Kafka Reader allows you to read data from Kafka by using Kafka SDK for Java.
Background information
Apache Kafka is a fast, scalable, and distributed message system with high throughput
and fault tolerance. It is used to publish and subscribe to messages. Kafka features
high throughput, built-in partitioning, data replica, and fault tolerance, and can
be used to process a large number of messages.
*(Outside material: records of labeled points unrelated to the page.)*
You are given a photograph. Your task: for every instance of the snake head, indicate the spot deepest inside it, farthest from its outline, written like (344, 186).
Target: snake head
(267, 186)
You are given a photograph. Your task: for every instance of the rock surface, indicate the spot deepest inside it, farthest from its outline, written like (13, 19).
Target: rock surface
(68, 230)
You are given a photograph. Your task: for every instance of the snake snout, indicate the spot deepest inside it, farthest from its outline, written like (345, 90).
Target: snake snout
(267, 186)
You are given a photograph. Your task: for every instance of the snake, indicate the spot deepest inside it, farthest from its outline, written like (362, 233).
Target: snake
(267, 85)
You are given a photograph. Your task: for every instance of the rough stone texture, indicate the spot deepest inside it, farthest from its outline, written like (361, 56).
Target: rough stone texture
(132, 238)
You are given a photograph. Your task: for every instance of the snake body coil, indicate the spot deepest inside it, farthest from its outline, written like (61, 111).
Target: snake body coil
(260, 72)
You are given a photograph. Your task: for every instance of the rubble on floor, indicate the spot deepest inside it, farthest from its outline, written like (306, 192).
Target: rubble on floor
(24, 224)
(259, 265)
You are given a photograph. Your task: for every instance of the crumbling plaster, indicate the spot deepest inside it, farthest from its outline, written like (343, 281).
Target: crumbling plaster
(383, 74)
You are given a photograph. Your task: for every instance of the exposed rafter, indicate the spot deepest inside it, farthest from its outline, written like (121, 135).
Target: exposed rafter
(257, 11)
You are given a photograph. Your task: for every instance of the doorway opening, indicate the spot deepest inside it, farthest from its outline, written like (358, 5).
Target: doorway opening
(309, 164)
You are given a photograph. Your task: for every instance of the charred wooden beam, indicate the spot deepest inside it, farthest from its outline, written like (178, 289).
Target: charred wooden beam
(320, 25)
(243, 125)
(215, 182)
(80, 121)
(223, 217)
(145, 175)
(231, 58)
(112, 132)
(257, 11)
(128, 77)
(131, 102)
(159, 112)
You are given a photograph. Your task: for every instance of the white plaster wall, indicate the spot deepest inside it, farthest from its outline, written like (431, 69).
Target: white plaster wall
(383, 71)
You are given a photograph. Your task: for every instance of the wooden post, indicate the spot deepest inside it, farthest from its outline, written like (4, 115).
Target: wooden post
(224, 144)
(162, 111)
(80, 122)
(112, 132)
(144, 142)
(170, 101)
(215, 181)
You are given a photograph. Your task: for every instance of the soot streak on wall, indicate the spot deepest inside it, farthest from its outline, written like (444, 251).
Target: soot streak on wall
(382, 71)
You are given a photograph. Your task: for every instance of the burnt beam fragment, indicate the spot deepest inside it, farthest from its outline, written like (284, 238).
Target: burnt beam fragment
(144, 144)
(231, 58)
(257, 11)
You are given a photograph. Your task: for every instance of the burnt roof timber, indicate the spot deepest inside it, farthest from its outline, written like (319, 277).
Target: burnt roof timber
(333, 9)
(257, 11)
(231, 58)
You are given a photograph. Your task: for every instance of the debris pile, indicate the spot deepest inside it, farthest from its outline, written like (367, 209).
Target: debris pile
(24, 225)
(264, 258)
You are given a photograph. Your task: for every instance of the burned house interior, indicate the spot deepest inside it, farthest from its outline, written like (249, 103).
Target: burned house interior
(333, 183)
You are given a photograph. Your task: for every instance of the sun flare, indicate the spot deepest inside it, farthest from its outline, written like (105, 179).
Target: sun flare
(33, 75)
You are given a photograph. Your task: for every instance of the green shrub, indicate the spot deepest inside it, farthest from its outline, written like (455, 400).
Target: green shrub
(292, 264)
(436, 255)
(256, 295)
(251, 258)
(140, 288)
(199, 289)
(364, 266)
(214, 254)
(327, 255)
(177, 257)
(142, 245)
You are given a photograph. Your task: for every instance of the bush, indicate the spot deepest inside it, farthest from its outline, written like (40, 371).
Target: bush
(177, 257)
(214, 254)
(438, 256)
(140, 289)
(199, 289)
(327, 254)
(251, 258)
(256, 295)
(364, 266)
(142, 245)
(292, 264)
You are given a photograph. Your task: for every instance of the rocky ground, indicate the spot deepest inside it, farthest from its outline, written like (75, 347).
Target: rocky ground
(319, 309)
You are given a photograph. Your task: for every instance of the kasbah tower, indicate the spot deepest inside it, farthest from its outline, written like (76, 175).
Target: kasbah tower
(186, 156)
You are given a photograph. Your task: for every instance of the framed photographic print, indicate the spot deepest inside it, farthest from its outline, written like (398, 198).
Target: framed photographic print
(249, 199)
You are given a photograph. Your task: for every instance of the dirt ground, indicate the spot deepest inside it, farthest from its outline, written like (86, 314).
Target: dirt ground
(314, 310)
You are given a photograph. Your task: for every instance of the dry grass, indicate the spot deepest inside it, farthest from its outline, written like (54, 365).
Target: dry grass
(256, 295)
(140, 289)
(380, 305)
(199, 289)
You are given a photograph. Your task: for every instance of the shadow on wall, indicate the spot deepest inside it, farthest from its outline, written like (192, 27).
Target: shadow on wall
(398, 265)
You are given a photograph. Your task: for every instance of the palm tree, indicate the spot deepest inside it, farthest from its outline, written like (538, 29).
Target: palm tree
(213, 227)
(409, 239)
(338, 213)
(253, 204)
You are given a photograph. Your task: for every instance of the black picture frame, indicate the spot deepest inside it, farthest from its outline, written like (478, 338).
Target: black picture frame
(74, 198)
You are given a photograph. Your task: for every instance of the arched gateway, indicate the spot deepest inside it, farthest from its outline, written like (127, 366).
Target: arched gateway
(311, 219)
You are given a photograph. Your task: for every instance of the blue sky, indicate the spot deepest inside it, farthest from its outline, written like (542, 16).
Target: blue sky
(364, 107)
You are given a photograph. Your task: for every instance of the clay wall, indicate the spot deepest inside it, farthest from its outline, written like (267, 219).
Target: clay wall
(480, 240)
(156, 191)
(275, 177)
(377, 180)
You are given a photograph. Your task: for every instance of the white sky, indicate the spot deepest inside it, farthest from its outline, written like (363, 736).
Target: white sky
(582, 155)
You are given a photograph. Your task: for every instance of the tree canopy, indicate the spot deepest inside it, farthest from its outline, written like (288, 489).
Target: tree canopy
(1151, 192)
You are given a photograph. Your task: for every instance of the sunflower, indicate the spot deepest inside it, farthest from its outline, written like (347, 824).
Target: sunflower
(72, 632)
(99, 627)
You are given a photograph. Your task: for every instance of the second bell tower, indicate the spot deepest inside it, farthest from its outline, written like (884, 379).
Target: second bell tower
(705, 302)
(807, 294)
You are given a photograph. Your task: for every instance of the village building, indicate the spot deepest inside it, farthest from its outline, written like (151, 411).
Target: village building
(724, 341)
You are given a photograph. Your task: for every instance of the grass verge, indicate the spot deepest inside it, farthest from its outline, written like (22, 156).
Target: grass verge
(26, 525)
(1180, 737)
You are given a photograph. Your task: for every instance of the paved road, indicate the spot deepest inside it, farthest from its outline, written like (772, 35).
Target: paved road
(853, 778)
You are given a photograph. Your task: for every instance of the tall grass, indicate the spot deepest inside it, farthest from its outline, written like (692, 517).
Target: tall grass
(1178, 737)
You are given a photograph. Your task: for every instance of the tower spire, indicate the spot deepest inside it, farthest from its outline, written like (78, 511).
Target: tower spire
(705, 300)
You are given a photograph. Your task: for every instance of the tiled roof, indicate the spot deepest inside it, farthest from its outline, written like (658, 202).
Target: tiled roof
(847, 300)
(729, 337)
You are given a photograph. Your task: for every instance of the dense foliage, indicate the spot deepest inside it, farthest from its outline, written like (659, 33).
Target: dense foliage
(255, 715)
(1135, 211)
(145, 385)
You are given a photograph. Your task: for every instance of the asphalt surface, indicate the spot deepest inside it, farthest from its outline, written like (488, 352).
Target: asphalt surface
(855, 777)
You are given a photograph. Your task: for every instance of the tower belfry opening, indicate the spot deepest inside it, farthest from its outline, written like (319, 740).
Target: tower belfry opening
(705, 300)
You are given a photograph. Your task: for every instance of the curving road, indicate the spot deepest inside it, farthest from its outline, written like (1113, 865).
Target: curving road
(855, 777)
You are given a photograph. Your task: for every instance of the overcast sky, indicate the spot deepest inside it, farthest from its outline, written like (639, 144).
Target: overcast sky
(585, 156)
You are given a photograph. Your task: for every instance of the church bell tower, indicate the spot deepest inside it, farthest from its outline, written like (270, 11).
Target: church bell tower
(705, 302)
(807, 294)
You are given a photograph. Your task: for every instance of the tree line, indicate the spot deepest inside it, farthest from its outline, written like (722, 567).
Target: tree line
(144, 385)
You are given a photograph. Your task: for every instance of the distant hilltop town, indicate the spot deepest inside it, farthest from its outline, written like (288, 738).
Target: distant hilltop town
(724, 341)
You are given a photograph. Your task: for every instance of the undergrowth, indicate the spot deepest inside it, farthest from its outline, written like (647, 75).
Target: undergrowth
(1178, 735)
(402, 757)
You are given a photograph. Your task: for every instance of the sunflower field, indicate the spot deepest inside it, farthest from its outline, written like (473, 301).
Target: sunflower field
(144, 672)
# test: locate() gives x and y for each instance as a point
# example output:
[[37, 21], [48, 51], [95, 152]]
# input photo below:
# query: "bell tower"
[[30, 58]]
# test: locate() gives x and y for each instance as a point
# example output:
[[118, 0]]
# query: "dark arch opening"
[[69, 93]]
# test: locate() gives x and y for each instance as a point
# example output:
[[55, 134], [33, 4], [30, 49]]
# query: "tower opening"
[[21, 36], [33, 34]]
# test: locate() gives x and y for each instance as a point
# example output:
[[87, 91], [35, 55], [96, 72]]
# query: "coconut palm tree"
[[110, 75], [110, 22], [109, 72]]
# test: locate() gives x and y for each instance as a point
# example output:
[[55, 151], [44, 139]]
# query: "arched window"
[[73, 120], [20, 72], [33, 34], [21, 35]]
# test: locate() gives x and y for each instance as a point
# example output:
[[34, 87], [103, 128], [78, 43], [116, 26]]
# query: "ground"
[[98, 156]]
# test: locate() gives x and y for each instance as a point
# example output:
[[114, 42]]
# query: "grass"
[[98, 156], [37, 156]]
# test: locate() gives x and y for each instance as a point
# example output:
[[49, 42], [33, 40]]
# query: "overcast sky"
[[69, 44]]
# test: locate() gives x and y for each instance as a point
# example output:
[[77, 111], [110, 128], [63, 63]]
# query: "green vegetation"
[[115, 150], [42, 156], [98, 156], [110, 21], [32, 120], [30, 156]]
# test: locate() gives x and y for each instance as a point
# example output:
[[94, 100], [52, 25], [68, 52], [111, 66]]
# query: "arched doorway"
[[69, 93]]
Notice Kafka Reader supports only exclusive resource groups for Data Integration, but not
the shared resource group or custom resource groups. For more information, see Exclusive resource groups for Data Integration and Create a custom resource group for Data Integration.
How it works
Kafka Reader reads data from Kafka by using Kafka SDK for Java. The following version of Kafka SDK for Java is used:
<dependency>
<groupId>org.apache.kafka</groupId>
<artifactId>kafka-clients</artifactId>
<version>2.0.0</version>
</dependency>
Kafka Reader uses the following methods of Kafka SDK for Java. For more information,
visit the Kafka website.
- Use the Kafka consumer as the client that consumes messages.
org.apache.kafka.clients.consumer.KafkaConsumer<K,V>
- Query offsets based on the UNIX timestamp.
Map<TopicPartition,OffsetAndTimestamp> offsetsForTimes(Map<TopicPartition,Long> timestampsToSearch)
- Seek to the start offset.
public void seekToBeginning(Collection<TopicPartition> partitions)
- Seek to the end offset.
public void seekToEnd(Collection<TopicPartition> partitions)
- Seek to the specified offset.
public void seek(TopicPartition partition,long offset)
- Poll for data from the server.
public ConsumerRecords<K,V> poll(final Duration timeout)
Note Kafka Reader automatically commits offsets when it consumes data.
Parameters
Parameter | Description | Required |
---|---|---|
server | The address of the Kafka broker in the format of ip:port.
You can specify only one broker address for the server parameter. However, make sure that DataWorks can use the address to access all the brokers in the Kafka cluster. |
Yes |
topic | The topic from which data is to be read in Kafka. Kafka maintains feeds of messages in topics. | Yes |
column | The columns to be read by Kafka Reader. Constant, data, and property columns are supported.
|
Yes |
keyType | The type of the key in the Kafka topic. Valid values: BYTEARRAY, DOUBLE, FLOAT, INTEGER, LONG, and SHORT. | Yes |
valueType | The type of the value in the Kafka topic. Valid values: BYTEARRAY, DOUBLE, FLOAT, INTEGER, LONG, and SHORT. | Yes |
beginDateTime | The start timestamp to consume data. This parameter defines the left boundary of the
left-closed, right-open interval. The value is a time string in the yyyymmddhhmmss format. It can be used in combination with scheduling properties. For more information, see Scheduling parameters.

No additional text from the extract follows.